As famílias dos náufragos residentes no Porto, ao saberem do acontecimento, fizeram-se deslocar às proximidades do sítio onde se produziu o trágico sinistro, na ansia de encontrar os corpos dos seus entes queridos. A costa continuava a ser fustigada pelo temporal.

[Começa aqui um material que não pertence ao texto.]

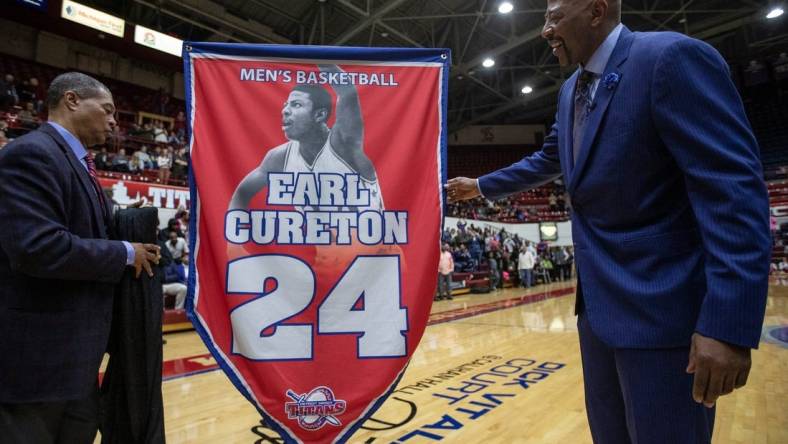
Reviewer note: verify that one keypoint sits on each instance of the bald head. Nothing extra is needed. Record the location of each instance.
(575, 28)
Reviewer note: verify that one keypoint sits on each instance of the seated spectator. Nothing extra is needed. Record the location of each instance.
(120, 162)
(28, 116)
(177, 245)
(143, 158)
(9, 96)
(135, 166)
(179, 126)
(159, 133)
(173, 139)
(164, 162)
(175, 274)
(146, 132)
(102, 159)
(180, 164)
(172, 225)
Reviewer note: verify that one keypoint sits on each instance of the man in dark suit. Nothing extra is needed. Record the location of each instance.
(670, 221)
(57, 269)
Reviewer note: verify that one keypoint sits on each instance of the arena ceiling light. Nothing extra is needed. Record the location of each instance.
(775, 12)
(505, 7)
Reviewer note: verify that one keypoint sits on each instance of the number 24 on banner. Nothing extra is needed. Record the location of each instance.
(365, 301)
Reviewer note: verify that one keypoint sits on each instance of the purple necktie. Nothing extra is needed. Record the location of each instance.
(582, 108)
(94, 180)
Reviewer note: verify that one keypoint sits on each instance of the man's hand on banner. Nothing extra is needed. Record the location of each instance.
(462, 188)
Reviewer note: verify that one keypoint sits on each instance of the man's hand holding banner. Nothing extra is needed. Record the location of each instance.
(317, 202)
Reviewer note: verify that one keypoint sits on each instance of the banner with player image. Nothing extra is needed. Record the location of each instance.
(317, 204)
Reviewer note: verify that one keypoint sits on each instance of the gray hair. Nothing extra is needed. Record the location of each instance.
(81, 84)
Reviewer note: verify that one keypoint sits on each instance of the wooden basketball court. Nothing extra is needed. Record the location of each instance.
(497, 368)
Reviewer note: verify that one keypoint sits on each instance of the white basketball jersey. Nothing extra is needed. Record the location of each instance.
(327, 161)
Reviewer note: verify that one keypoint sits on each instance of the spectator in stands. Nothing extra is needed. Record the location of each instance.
(102, 159)
(172, 226)
(39, 94)
(120, 162)
(8, 94)
(177, 245)
(164, 162)
(445, 270)
(461, 224)
(179, 126)
(553, 202)
(159, 133)
(547, 265)
(495, 271)
(146, 132)
(525, 264)
(174, 283)
(135, 166)
(182, 217)
(143, 158)
(180, 164)
(173, 139)
(135, 130)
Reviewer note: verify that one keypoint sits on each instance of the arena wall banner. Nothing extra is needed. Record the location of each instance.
(316, 187)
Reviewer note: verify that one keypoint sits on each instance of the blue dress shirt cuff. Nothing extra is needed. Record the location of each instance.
(129, 253)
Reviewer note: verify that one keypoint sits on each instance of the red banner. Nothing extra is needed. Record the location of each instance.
(316, 179)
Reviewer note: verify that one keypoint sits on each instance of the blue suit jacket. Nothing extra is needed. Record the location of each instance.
(670, 219)
(56, 272)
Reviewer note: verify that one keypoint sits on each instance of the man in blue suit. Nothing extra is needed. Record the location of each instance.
(57, 269)
(670, 221)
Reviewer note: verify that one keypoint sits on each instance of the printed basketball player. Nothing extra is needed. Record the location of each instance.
(313, 147)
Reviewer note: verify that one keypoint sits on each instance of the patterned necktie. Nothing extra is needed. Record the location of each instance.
(582, 108)
(94, 180)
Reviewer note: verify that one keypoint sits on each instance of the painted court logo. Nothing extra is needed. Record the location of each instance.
(315, 408)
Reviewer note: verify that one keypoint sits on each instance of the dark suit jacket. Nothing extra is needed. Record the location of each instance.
(670, 220)
(57, 271)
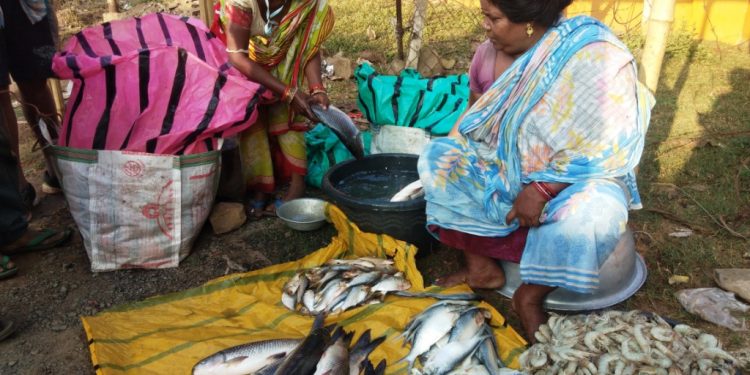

Entre as tripulações dos três barcos afundados, alguns são familiares. O fogueiro do MARIALVA, José da Silva Monteiro, era tio do chegador António Joaquim da Silva Duarte. O mestre da MICAELENSE, Francisco da Silva Enguião era também parente do moço da CANTANHEDE Francisco Maria Enguião. Alguns desses homens de mar serviam há muitos anos nas embarcações que se afundaram. O mais antigo era o mestre do rebocador.
Dos dezassete náufragos, só o corpo de um deles, pelas 11 horas foi arrojado à praia, perto de Miramar. Vinha completamente nu. Mais tarde foi identificado pela família. Tratava-se do mestre da CANTANHEDE, que foi piedosamente recolhido. Os Bombeiros Voluntários da Aguda, durante o dia e parte da noite de ontem, numa ronda permanente, procuraram localizar mais alguns corpos. Entretanto entre as praias de Francelos e de Espinho, não houve notícias de algum outro aparecimento.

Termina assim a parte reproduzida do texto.